Unfortunately not - there was at least one WordPress SEO product heavily marketed this year that relied on keyword density.
It also gave bonus points for outward linking every 250 words, though it wasn't particular about whether the links were affiliate links, all the same, or nofollowed.
Lots of people on Sphinn promoted it
Dead? Lol... gives the connotation it WAS ALIVE!! Anyway, Bill, most forms of modern semantic analysis is about establishing inferred concepts from a set of text. You set up some benchmarks (training documents) and establish what are the related terms in play or in the case of phrase based, even a ratio of related phrases on a 'good' document.
The larger risk here of course is not directly attributable to this development, but likely to be a problem none-the-less. And that is LDA Snake Oil. We are certain to start seeing a spate of SEO providers shilling 'Google LDA' as we have for the last 5+yrs with 'Google LSI' - a fire I have tried almost annually to put out.
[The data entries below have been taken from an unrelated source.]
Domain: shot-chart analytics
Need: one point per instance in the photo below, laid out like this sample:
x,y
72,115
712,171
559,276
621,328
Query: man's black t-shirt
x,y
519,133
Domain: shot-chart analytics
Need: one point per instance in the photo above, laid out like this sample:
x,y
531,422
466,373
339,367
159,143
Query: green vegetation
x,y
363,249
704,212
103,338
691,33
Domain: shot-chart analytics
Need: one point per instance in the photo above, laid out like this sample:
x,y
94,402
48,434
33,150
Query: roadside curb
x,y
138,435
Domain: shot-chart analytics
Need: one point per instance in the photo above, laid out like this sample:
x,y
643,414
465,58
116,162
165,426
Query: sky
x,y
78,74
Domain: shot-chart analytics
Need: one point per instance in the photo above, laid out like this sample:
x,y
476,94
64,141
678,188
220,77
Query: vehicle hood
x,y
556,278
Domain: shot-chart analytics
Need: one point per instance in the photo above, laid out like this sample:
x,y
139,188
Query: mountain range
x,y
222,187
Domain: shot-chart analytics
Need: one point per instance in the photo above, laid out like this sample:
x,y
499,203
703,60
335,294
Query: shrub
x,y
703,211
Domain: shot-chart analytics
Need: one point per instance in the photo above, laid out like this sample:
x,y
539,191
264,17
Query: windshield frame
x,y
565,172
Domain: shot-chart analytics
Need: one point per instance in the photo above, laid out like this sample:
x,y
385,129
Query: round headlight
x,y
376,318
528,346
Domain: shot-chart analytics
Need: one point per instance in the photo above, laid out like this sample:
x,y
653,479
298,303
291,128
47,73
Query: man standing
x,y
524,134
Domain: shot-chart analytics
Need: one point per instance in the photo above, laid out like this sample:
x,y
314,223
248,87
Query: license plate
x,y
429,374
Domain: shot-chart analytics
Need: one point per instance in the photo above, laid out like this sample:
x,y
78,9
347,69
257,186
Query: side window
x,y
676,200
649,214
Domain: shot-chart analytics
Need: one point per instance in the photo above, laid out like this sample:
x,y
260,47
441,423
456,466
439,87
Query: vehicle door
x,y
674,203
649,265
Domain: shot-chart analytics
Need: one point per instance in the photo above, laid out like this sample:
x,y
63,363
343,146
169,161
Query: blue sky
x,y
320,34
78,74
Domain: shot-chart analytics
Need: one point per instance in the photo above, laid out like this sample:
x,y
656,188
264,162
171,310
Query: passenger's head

Isn't this one of the major stumbling blocks to the standards conversation? That without more knowledge of what's going on inside the black box, we can't readily be certain about anything? Or at least at a semi-granular level?
Alas, the genie is out of the bottle and we shall have to watch and see now. The hills are alive... with the sound of LDA... (sing along if ya like)
Please, don't stone me, but doesn't using your keyword in the title help ranking for the term? And doesn't using the keyword in the title increase the 'keyword density' or whatever you call it in the title?
Sure there's no secret formula and no certian percentage of kwds on a page can be considered as the ultimate SEO standard. But it does help having some kwd density (at least a little above zero) doesn't it?
Yes, it's never been a worthwhile measurement, imo.
I wonder why it's still included in the BruceClay toolset.